Conversation
Major export pipeline speed optimization:
1. GPU NV12 Export Path (Phase 1):
- Added render_video_to_channel_nv12() that renders frames and converts
RGBA→NV12 on the GPU using the existing compute shader
- Export now reads back NV12 (1.5 bytes/pixel) instead of RGBA (4 bytes/pixel)
= 62% less GPU→CPU data transfer per frame
- Eliminates CPU swscale RGBA→NV12 conversion entirely
- Uses with_external_conversion() to skip encoder's internal converter
- NV12 frames fed directly to H264 encoder via queue_frame()

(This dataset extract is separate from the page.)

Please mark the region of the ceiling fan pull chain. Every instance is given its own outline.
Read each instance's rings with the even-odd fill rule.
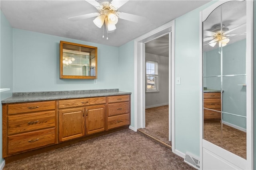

- Falls back to RGBA path if output dimensions aren't NV12-compatible
- Screenshots generated from NV12 using cpu_yuv::nv12_to_rgba_simd()
2. Export-Optimized Encoder Settings (Phase 2):
- VideoToolbox: realtime=false, profile=main (was realtime=true, baseline)
- NVENC: preset=p5, tune=hq (was p4, tune=ll)
- QSV: preset=medium, look_ahead_depth=20 (was faster)
- AMF: quality=quality, rc=vbr_peak (was balanced, vbr_latency)
- libx264: preset=veryfast (was ultrafast with zerolatency)
- These settings optimize for throughput/quality instead of latency
3. Pipeline Tuning (Phase 4):
- Increased channel buffer sizes from 8 to 16 for both stages
- Allows better pipeline overlap between render/process/encode stages
Added Nv12RenderedFrame helper methods (y_plane, uv_plane, clone_metadata_with_data)
and NV12→ffmpeg frame conversion utility.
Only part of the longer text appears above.